Ibis sacro

Threskiornis aethiopicus (Latham, 1790)

L’ibis sacro è un grosso uccello di palude, dall’apertura alare di circa 110-120 cm, con il capo e il collo privi di penne e di colore nero. Il caratteristico becco ricurvo, lungo e rivolto verso il basso, è anch’esso di colore nero, così come le zampe. Il piumaggio di questa specie, è fondamentalmente bianco ad eccezione delle terziarie e delle estremità delle remiganti primarie e secondarie che sono invece neri con riflessi violacei. L’ibis sacro è una specie gregaria e molto socievole, che si lascia facilmente osservare a coppie o a piccoli gruppi. Può nidificare in colonie comprendenti fino a 2000 coppie, spesso in compagnia di altre specie, come gli aironi.

  • Classe

    Aves
  • Ordine

    Pelecaniformes
  • Famiglia

    Threskiornithidae
  • Sinonimi principali

    Threskiornis aethiopica
  • Nome inglese

    Sacred Ibis

area di presenza naturale

L’ibis sacro è una specie originaria dell’Africa a sud del Sahara e dell’Iraq sud-orientale (in passato era presente anche in Egitto, dove è estinto come nidificante fin dalla metà del XIX secolo).

area di introduzione

nel mondo
Questa specie è stata introdotta negli Stati Uniti, negli Emirati Arabi Uniti e in vari paesi dell’Europa.

in Europa
In Europa l’ibis sacro si è insediato con successo in Francia, Olanda e Italia, nonché in Spagna (nelle isole Canarie), Portogallo e Grecia. La specie è stata segnalata occasionalmente anche nel Regno Unito, e sono noti alcuni tentativi di nidificazione in Belgio.

DISTRIBUZIONE IN ITALIA

In Italia questa specie è presente in varie regioni, sebbene con popolazioni molto localizzate.

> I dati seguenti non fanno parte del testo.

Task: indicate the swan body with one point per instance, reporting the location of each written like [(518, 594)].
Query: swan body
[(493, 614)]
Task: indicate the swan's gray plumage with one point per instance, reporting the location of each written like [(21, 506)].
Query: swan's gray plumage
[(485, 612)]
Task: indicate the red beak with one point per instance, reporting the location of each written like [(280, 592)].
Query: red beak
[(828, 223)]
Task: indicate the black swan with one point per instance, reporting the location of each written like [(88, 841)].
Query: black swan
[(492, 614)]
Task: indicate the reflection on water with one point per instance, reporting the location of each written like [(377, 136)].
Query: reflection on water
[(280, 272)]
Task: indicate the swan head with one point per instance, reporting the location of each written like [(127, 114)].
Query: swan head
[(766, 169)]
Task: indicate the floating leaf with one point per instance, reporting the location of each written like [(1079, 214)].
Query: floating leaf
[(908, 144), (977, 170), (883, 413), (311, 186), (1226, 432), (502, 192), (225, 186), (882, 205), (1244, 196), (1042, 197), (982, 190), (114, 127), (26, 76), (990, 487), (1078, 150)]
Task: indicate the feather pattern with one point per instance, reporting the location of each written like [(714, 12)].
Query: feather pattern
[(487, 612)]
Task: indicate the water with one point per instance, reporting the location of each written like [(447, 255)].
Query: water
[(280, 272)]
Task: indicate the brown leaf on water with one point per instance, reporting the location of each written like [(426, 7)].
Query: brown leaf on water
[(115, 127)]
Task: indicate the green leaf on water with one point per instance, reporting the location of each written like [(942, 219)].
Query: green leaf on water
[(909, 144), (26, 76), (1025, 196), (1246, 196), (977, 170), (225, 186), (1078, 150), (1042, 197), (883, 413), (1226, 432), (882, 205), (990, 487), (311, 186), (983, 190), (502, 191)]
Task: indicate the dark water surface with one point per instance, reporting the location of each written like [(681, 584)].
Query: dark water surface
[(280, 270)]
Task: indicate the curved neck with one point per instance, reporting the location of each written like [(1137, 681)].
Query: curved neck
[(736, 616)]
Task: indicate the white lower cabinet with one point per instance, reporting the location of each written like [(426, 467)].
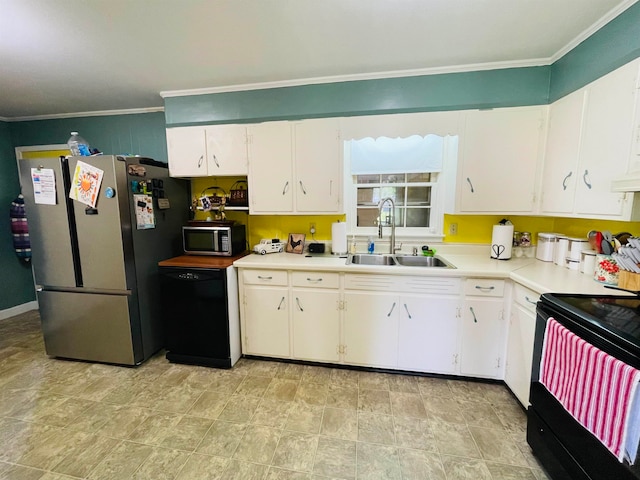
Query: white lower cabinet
[(413, 323), (483, 326), (266, 312), (316, 324), (371, 329), (522, 327), (428, 333)]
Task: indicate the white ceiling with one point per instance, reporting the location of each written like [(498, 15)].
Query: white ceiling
[(65, 56)]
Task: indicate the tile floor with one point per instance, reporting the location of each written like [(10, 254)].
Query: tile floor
[(260, 420)]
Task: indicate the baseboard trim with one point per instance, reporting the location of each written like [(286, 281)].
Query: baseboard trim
[(18, 309)]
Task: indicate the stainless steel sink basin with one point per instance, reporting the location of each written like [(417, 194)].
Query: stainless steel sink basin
[(421, 261), (370, 259), (401, 260)]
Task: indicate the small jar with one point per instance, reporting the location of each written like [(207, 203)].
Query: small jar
[(546, 245)]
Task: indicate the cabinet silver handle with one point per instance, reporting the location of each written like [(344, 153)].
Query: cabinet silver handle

Mappa di distribuzione (su celle 10x10kmq) aggiornata a giugno 2019 per la rendicontazione ai sensi dell’art.24 del Reg. UE 1143/14.

BIOLOGIA ED ECOLOGIA

Si tratta di una specie perlopiù onnivora e opportunista, la cui dieta comprende insetti e altri invertebrati che vengono catturati sia nelle acque basse delle zone paludose, sia sul terreno. Si nutre inoltre di alimenti vegetali, nonché di piccoli vertebrati che cattura vivi, uova e pulcini di altre specie (ma anche carogne e rifiuti lasciati dall’uomo). La longevità accertata in natura è di oltre 20 anni.

L’ibis sacro è una specie molto adattabile che può vivere in diversi ambienti legati ai corsi d’acqua e alle zone umide dell’entroterra, alle lagune costiere e alle isole (anche lontane dalla costa) nonché in ambienti lontani dall’acqua, come le aree incendiate recentemente e altri ambienti antropizzati, tra cui le campagne coltivate e le discariche di rifiuti. Nidifica negli alberi e negli arbusti in prossimità di zone umide, ma anche su terreno.

VETTORI DI INTRODUZIONE

Questa specie è stata introdotta perlopiù come conseguenza dei rilasci e delle fughe dalla cattività di animali tenuti in collezioni private e in giardini zoologici. Inoltre in alcuni paesi (ad esempio in Olanda) si ritiene che si sia diffusa autonomamente, a partire dalle popolazioni introdotte.

IMPATTI

Rapporti con l’uomo, impatto sanitario e socioeconomico

Non sono noti impatti economici particolari, ma l’abitudine di questa specie di rovistare tra i rifiuti in prossimità dei centri abitati, potrebbe provocare dei problemi legati all’igiene e alla salute pubblica. Inoltre, come conseguenza delle sue attività di alimentazione, potrebbe causare danni alle attività di allevamento di pesci e molluschi.

Impatto su altre specie

Come documentato attraverso l’osservazione delle popolazioni introdotte in Francia, l’ibis sacro è un predatore di uova e pulcini di varie specie di uccelli nativi, come sterne, garzette, anatre, uccelli marini e uccelli di palude. Ad esempio in un’occasione sono stati osservati due ibis sacri predare tutti i nidi di una colonia di beccapesci. Inoltre potrebbe competere per i siti di nidificazione con altri uccelli, come la garzetta e l’airone guardabuoi. In Francia è stato documentato il consumo di gambero rosso della Louisiana, altra specie aliena che potrebbe quindi contribuire ad eliminare.

Impatto sugli ecosistemi

Non sono noti impatti su ecosistemi naturali in Europa.

METODI DI GESTIONE

L’eradicazione della specie è tecnicamente fattibile, se opportunamente pianificata, soprattutto se condotta su popolazioni non numerose e a uno stadio di insediamento precoce.